When I was in high school, I started bouncing a tennis ball off my desk onto Dan Dumas’s, and on down the line. The trick was to bounce your tennis ball in a pattern that your opponent couldn’t repeat. Kind of like “Horse” for stupid kids.
Before long, we took this non-game to an extreme it didn’t need to be anywhere near. We started adding homemade obstacles. Inviting spectators. Painting the tennis balls with highlighters. We even gave it a name. Ready for this? DESKBALL.
It lasted about two weeks, before we realized our time was better spent making fun of people who did this type of thing.
So today I’m making fun of people who do this type of thing. Surfers.

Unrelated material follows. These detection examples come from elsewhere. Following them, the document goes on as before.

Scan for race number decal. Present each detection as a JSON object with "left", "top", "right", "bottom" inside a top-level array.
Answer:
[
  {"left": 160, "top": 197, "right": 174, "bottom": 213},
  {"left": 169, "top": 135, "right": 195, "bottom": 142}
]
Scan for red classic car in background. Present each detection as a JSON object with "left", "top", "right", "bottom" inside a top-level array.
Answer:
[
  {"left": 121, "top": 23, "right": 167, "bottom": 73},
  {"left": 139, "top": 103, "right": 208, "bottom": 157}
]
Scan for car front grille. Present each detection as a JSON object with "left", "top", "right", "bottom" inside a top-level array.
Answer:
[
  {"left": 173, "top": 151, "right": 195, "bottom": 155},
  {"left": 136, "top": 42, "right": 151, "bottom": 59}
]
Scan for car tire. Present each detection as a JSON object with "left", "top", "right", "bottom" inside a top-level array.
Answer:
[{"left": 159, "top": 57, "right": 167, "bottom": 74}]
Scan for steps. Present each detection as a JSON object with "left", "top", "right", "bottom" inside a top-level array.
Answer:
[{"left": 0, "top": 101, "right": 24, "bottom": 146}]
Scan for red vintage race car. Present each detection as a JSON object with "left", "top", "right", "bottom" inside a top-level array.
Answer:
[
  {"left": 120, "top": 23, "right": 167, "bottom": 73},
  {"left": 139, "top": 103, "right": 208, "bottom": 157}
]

Have you caught this show, John From Cincinnati? Admittedly, it’s pretty good, especially if you belong to that growing religion that bows down in reverence to Deadwood. (Same creators, many of the same actors.) I watched it because someone told me it had a Carnivale taste to it, and I will admit I’ve gotten sucked in and yes, it’s now a weekly dvr for me. Mikey likes.
Except for the surfing. The surfing… I just don’t understand how it could hold your attention for any longer than about two weeks.

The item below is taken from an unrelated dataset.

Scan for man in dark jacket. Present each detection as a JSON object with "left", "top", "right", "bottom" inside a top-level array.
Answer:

Why? I mean, just, how… What the fuck!? Who first decided to carry a frickin’ piece of plywood into the frickin’ ocean and then float back in on it while smoking weed and doing that “gnarly, dude!” sign? Was it an accident? “Hey, wasn’t my plywood right here just a second ago? Oh shit, it’s out on that wave! I’d go get it, but I have no clue how I’d get back. Well, I’ll figure something out.”
And today it’s a billion dollar industry! Okay, I have no idea how much cash there is in the Surfiverse, but it looks to be quite a bit on John From Cincinnati. Competitive surfing is to a day at the beach what Garth Brooks is to country music. They both make a crapload money off of something that would otherwise put you to sleep.
Well, it’s not as bad as parkour, which was invented when some UB student forgot his skateboard.